# basement Floor Drains



## 1victorianfarmhouse (Jul 11, 2011)

I have a few old uncapped floor drains in my basement like the one pictured.  They seem to work fine, but I would like to "finish" them off so I can add PVC piping, caps, etc. rather than having open holes in the floor.

Is there something like a JB Weld type of adhesive  I could use to seal any type of piping I add to bring this up to floor level?  I'd like to find iron, ceramic or plastic piping.

Comments welcome, as always!

Thanks,

vince


----------



## Redwood (Jul 11, 2011)

Pipe is full of dirt...

Or is there even a pipe under there?

Something like this would be what you want, but you're going to break some cement...

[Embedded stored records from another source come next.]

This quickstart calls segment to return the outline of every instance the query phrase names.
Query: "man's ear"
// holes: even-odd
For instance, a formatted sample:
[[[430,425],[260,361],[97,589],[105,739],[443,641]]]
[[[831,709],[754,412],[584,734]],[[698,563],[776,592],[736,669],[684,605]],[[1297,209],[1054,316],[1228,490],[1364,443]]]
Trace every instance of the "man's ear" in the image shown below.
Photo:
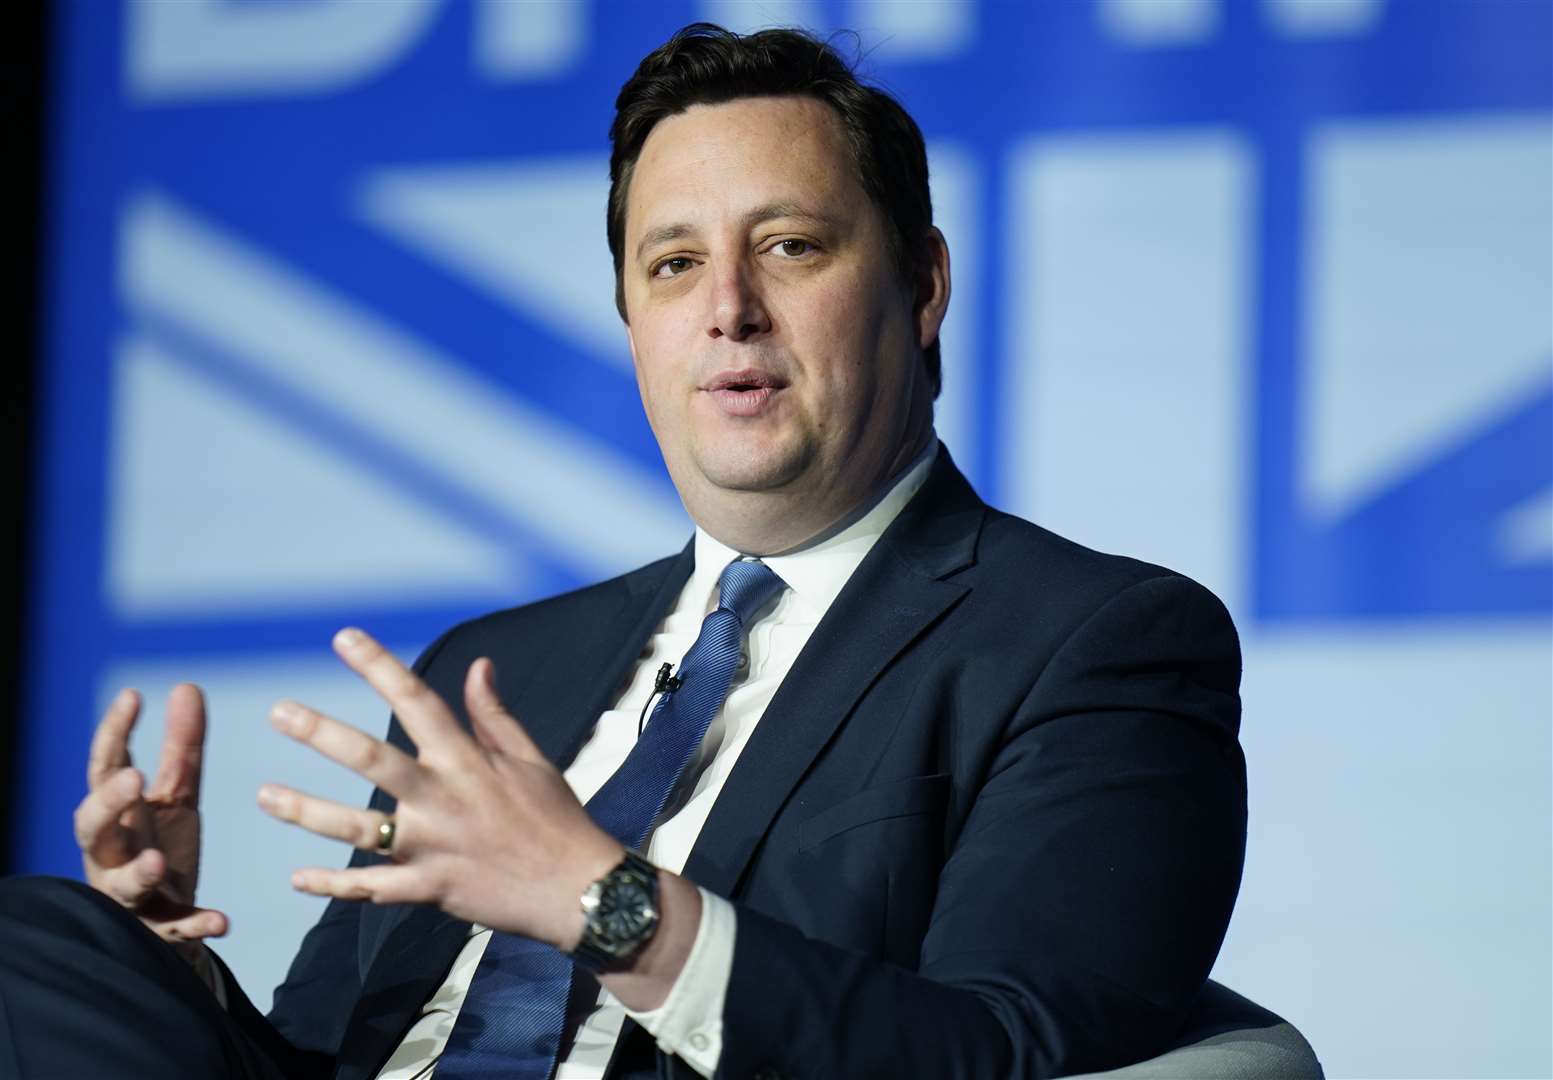
[[[929,228],[916,260],[912,311],[917,320],[917,347],[938,340],[938,328],[949,311],[949,243],[936,227]]]

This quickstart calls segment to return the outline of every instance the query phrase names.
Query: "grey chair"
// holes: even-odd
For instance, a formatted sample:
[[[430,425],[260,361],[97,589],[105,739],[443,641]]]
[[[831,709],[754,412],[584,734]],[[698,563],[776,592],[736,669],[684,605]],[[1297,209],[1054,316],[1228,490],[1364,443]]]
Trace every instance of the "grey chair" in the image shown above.
[[[1073,1080],[1323,1080],[1324,1075],[1293,1024],[1210,979],[1171,1049]]]

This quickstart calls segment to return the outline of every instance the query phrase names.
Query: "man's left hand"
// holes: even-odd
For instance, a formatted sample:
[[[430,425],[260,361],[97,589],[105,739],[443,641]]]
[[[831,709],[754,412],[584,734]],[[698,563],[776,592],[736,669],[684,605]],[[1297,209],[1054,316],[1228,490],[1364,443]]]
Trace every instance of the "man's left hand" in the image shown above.
[[[292,875],[303,892],[379,904],[435,904],[451,915],[570,950],[582,932],[578,898],[615,866],[622,845],[600,829],[555,766],[496,696],[494,668],[469,666],[464,703],[474,738],[414,672],[360,630],[335,652],[393,708],[418,757],[304,705],[271,712],[280,731],[398,800],[391,862]],[[384,815],[275,784],[259,805],[282,821],[368,851]]]

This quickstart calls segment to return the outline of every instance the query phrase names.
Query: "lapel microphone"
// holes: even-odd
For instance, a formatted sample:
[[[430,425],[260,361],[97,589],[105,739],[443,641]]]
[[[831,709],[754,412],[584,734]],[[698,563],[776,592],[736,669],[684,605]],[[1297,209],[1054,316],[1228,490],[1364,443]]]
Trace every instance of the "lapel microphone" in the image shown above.
[[[658,669],[658,674],[653,676],[652,693],[648,694],[647,700],[642,702],[642,714],[636,718],[637,738],[642,737],[642,728],[647,723],[647,710],[652,706],[652,699],[657,697],[659,694],[672,694],[674,691],[678,690],[685,684],[685,680],[681,679],[678,675],[669,674],[669,672],[673,670],[674,665],[665,662],[664,665]]]
[[[658,669],[658,675],[653,679],[652,692],[655,694],[672,694],[683,685],[684,680],[678,675],[670,675],[674,670],[673,664],[664,664]]]

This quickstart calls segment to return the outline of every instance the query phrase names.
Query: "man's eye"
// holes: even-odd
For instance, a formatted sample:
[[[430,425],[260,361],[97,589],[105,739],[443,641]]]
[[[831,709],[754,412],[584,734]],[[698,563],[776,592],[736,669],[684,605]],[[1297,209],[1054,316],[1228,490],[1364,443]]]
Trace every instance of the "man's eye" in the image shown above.
[[[690,269],[690,260],[682,255],[676,255],[672,259],[664,259],[653,268],[653,277],[675,277]]]
[[[796,259],[814,250],[814,245],[807,240],[783,240],[777,244],[777,250],[790,259]]]

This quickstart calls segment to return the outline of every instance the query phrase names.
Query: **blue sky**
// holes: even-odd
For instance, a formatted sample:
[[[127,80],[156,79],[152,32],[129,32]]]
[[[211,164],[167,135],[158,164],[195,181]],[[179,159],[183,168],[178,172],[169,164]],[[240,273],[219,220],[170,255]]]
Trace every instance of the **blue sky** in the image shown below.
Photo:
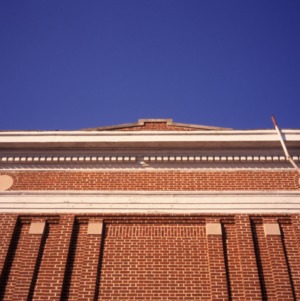
[[[300,1],[1,0],[0,129],[300,128]]]

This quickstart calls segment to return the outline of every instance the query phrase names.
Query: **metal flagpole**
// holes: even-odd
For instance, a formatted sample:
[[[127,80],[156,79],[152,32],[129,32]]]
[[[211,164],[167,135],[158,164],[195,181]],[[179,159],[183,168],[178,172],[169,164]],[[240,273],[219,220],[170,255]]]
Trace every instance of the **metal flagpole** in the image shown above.
[[[285,157],[287,160],[290,161],[290,163],[293,165],[293,167],[297,170],[297,172],[300,174],[300,169],[298,167],[298,165],[295,163],[295,161],[293,160],[293,158],[290,156],[287,148],[286,148],[286,145],[284,143],[284,139],[283,139],[283,136],[282,136],[282,133],[281,133],[281,130],[279,129],[278,127],[278,124],[276,122],[276,119],[274,117],[274,115],[272,115],[272,121],[273,121],[273,124],[274,124],[274,127],[275,127],[275,130],[279,136],[279,140],[280,140],[280,143],[281,143],[281,146],[283,148],[283,151],[284,151],[284,154],[285,154]],[[300,184],[300,178],[299,178],[299,184]]]

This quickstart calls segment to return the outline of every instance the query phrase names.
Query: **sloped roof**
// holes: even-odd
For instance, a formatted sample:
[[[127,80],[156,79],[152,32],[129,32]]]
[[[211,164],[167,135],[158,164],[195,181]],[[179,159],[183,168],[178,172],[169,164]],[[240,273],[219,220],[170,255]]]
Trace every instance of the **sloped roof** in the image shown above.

http://siouxchief.com/Resource_/ProductMedia/147/Finish Line brochure 05-08.pdf


----------



## 1victorianfarmhouse (Jul 12, 2011)

Yes, I cleaned out the dirt.  What you show is pretty much what I want, but really don't need to break up any concrete or rough it in, just set it into place and pour concrete, epoxy, etc into place around the edges of new and old pipe ends.

Thanks,

vince


----------



## Redwood (Jul 12, 2011)

Sure would be nice if it was that easy....

But you do want the strainer to be removable so people in the future can clean out the dirt and clear blockages...

you also want this to seal correctly to the pipe to keep things like concrete, epoxy, etc from going past it into the drain and sealing the drain shut...


----------